Overwegingen
1. De rechtbank gaat bij de beoordeling van het beroep uit van de volgende feiten en omstandigheden.
2. Eiser heeft op 15 oktober 2016 een aanvraag tot het verlenen van een verblijfsvergunning asiel voor bepaalde tijd ingediend. Bij besluit van 26 oktober 2016 (het asielbesluit) is – voor zover hier relevant – deze aanvraag afgewezen als kennelijk ongegrond op grond van artikel 31, eerste lid, van de Vw 2000 in samenhang met artikel 30b, eerste lid, aanhef en onder b, van de Vw 2000, is bepaald dat eiser Nederland onmiddellijk moet verlaten en is een inreisverbod opgelegd voor de duur van twee jaren.
3. Bij uitspraak van 22 november 2016 (verzonden op 23 november 2016; ECLI:NL: RBNNE:2016:5164) heeft deze rechtbank, zittingsplaats Groningen, eisers beroep tegen het asielbesluit gegrond verklaard, en het asielbesluit vernietigd voor zover daarbij de aanvraag is afgewezen als kennelijk ongegrond, is bepaald dat eiser Nederland onmiddellijk moet verlaten en een inreisverbod voor de duur van twee jaren is opgelegd. Daarbij is bepaald dat de rechtsgevolgen van het vernietigde asielbesluit voor het overige in stand blijven.
4. Eiser stelt dat bij uitspraak van 22 november 2016 ook het in het asielbesluit vervatte terugkeerbesluit is vernietigd. Hieruit vloeit voort dat eiser op 26 oktober 2016 rechtmatig verblijf had. Om die reden kon niet een maatregel van bewaring worden opgelegd, althans niet op de grondslag van artikel 59, eerste lid, aanhef en onder a, van de Vw 2000.
5. De rechtbank overweegt als volgt.
6. Uit de uitspraak van de Afdeling bestuursrechtspraak van de Raad van State (de Afdeling) van 3 november 2016 (ECLI:NL:RVS:2016:2999) volgt dat, nu de rechtbank tot het oordeel is gekomen dat hetgeen verweerder ten grondslag heeft gelegd aan afwijzing van eisers aanvraag als kennelijk ongegrond deze afwijzing niet kan dragen en zij het asielbesluit in zoverre heeft vernietigd, de rechtbank het asielbesluit in zijn geheel heeft vernietigd.
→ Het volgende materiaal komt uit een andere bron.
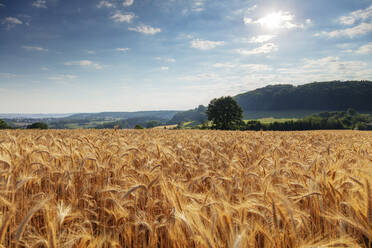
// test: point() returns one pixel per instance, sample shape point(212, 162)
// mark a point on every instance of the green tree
point(225, 113)
point(4, 125)
point(37, 125)
point(138, 126)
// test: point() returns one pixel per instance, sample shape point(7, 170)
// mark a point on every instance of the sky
point(127, 55)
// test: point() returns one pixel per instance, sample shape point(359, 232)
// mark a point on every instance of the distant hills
point(279, 101)
point(289, 101)
point(163, 114)
point(322, 96)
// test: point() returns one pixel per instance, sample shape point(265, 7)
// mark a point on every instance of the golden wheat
point(165, 188)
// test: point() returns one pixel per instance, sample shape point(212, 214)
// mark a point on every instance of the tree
point(37, 125)
point(4, 125)
point(138, 126)
point(225, 113)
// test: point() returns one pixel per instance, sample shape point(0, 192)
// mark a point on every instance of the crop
point(171, 188)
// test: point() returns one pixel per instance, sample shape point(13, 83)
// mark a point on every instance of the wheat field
point(168, 188)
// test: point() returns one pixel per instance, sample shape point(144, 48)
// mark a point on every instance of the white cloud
point(356, 15)
point(332, 64)
point(7, 75)
point(122, 49)
point(261, 38)
point(11, 21)
point(105, 3)
point(35, 48)
point(39, 4)
point(247, 20)
point(145, 29)
point(62, 77)
point(84, 63)
point(198, 5)
point(358, 30)
point(256, 67)
point(128, 2)
point(169, 60)
point(245, 67)
point(205, 44)
point(119, 17)
point(266, 48)
point(224, 65)
point(276, 20)
point(200, 77)
point(366, 49)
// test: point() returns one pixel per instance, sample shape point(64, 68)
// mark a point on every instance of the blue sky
point(127, 55)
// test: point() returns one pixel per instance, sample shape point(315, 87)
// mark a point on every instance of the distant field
point(271, 120)
point(185, 188)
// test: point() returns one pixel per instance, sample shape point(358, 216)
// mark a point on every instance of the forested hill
point(335, 95)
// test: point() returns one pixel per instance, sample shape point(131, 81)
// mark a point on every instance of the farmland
point(178, 188)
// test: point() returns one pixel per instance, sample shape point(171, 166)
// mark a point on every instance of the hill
point(196, 115)
point(320, 96)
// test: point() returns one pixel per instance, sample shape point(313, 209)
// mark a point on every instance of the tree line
point(226, 114)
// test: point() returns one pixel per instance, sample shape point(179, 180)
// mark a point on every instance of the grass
point(183, 188)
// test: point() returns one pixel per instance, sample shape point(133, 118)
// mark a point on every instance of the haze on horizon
point(128, 55)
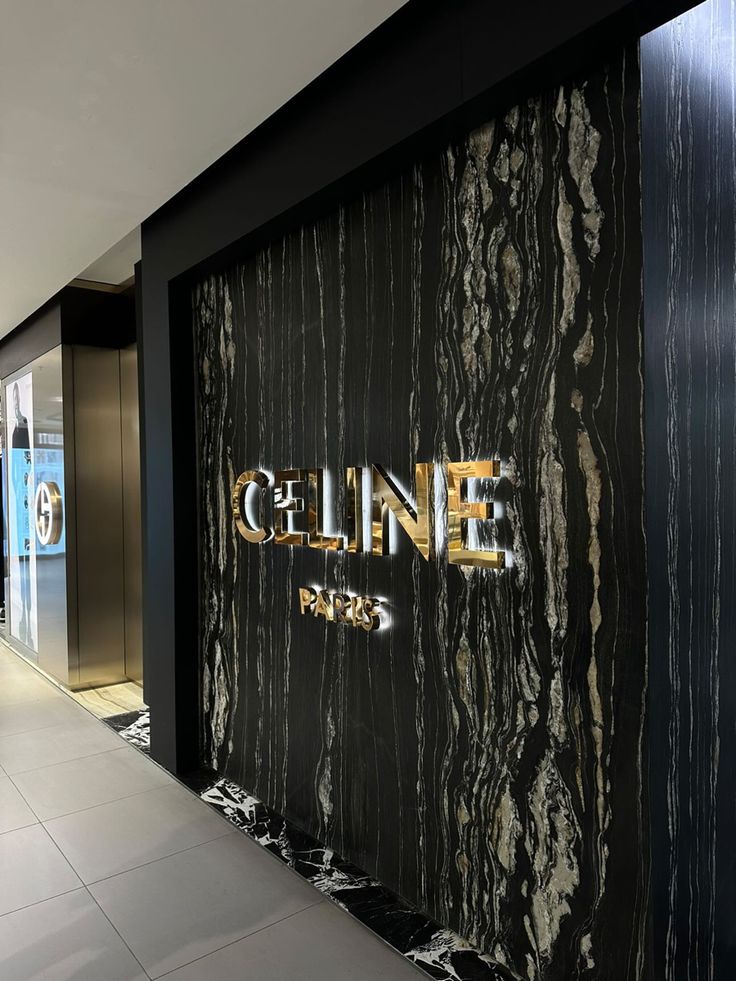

Na vernietiging van het asielbesluit voor zover de aanvraag is afgewezen als kennelijk ongegrond resteert immers geen deel van het asielbesluit. 7. De rechtbank neemt daarom tot uitgangspunt dat het asielbesluit bij de uitspraak van 22 november 2016 geheel is vernietigd en dat de rechtsgevolgen van het vernietigde asielbesluit in stand zijn gelaten, behoudens voor zover eisers aanvraag is afgewezen als kennelijk ongegrond, bepaald is dat eiser Nederland onmiddellijk moet verlaten en een inreisverbod is opgelegd voor de duur van twee jaren. De rechtbank heeft immers in rechtsoverweging 10 van de uitspraak van 22 november 2016 overwogen dat verweerder de asielaanvraag terecht heeft afgewezen, en dat aanleiding bestaat de rechtsgevolgen van het vernietigde bestreden besluit in stand te laten, met uitzondering van de verkorte vertrektermijn en het opgelegde inreisverbod.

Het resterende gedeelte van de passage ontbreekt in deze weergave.